Starting Out. Before you bring a newborn baby home, his/her room needs to be made ready. A baby chick is no different. Purchase all necessary supplies beforehand so you will be ready to take care of your pet when it arrives home.
A baby chick needs a warming box. A warming box houses the chick and keeps it warm. You can buy a constructed warming box from a feed and seed store. A light bulb (about 250 watts) can be the heat source. Place a small thermometer in the box to make sure that a temperature between ninety and ninety-five degrees Fahrenheit is maintained. Cover the bottom of the box with shredded paper or untreated wood shavings. The shredded litter will give the chicks traction and help to contain the warmth.
Baby chicks need water constantly. The water should be clean and changed every day. Raising the bowls on a piece of wood will keep the chicks from jumping into the water.
For the first few days, oatmeal, baby cereal, or whole grains can be used as chick food. Grind it up into small pieces. Purchase chick grit also. Grit is made up of small pieces of rock that act as teeth to help the chicks easily digest their food.

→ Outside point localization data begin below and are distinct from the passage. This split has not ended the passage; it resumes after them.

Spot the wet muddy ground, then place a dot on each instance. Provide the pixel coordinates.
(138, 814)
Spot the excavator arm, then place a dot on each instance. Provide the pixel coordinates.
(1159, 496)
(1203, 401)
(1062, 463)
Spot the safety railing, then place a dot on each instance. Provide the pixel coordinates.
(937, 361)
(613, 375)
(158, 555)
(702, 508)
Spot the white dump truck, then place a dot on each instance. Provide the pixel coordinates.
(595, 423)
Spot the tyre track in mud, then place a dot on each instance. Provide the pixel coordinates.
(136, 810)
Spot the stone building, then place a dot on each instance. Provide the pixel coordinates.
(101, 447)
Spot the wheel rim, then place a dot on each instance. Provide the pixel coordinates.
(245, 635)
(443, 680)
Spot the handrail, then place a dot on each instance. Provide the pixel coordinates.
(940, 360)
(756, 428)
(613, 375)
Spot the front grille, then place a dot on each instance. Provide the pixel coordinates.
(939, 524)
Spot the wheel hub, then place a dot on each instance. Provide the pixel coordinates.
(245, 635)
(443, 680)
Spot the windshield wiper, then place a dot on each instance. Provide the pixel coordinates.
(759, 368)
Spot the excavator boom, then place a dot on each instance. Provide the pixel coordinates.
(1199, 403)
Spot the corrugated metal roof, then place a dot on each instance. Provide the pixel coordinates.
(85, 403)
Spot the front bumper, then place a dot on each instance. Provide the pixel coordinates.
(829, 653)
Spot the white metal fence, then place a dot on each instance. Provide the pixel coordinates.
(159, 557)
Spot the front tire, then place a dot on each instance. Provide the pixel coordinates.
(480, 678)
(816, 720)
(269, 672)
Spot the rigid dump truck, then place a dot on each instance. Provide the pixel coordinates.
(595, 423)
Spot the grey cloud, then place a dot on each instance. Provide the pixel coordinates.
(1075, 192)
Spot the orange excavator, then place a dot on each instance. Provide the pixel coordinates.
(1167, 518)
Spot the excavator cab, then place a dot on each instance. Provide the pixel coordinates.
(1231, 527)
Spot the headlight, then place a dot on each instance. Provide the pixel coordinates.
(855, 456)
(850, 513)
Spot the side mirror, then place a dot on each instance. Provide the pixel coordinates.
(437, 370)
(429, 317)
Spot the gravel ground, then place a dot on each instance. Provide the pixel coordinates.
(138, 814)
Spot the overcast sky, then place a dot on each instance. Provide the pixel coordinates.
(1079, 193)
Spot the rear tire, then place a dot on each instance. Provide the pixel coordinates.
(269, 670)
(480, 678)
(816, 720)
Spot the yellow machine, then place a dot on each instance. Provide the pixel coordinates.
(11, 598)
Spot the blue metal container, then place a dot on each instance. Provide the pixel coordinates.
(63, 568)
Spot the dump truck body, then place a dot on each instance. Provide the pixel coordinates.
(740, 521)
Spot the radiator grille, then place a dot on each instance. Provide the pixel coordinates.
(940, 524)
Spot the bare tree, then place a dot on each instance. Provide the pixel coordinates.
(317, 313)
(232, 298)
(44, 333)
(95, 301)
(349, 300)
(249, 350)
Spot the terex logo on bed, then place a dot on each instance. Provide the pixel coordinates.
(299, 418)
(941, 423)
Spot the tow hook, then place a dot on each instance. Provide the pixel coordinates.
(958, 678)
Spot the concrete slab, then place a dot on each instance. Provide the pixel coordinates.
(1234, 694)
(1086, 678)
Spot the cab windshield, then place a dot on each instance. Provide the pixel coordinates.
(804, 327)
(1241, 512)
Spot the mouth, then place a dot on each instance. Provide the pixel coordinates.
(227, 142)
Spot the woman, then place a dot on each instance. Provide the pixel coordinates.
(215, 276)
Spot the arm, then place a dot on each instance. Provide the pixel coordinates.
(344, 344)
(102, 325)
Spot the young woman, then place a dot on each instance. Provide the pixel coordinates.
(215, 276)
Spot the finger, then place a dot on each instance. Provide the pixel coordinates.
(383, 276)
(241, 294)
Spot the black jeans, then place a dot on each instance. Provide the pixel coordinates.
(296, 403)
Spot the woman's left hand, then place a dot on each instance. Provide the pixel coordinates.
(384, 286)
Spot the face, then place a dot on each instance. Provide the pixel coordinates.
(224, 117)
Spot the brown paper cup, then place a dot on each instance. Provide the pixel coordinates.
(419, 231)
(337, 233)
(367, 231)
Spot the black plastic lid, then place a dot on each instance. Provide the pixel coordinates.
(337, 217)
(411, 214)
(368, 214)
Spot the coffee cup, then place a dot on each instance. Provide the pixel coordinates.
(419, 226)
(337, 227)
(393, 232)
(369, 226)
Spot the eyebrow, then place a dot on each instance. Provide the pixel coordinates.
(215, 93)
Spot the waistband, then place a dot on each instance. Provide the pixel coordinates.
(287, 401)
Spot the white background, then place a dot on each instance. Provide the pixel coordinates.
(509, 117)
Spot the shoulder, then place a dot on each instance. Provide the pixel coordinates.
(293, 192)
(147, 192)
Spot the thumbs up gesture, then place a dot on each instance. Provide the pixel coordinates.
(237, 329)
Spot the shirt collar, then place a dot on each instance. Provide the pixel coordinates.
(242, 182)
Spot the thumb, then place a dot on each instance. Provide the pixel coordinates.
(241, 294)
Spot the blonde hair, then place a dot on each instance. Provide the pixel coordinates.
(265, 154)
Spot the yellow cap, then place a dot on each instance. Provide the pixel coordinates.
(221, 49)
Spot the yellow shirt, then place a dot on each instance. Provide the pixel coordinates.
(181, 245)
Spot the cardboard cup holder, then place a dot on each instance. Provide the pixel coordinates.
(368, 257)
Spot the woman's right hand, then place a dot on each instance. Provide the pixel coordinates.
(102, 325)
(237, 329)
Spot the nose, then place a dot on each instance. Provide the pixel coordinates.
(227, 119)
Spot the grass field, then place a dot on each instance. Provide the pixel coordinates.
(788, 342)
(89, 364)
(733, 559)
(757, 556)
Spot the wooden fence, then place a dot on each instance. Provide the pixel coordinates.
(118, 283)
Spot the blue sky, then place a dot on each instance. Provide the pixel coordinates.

Bringing home baby! Birds have delicate bone structures so handling them the right way is very important. Demonstrate to the children how to pick them up and transfer the baby chicks to the warming box. One hand should be placed under the chick’s belly and the other one on its head. Be careful. Those tiny feet may tickle your hands, but resist the urge to fidget. Dropping a baby chick could cause serious injury and/or death. Caring for baby chicks requires more overseeing duties than actual one on one contact. As long as they are warm and have food and water, they can pretty much take care of themselves.
Caring for this sort of pet will place an increased demand on your time. Make sure that the children understand what is involved before you purchase one. If they are committed, then raising baby chicks can be a worthwhile hobby.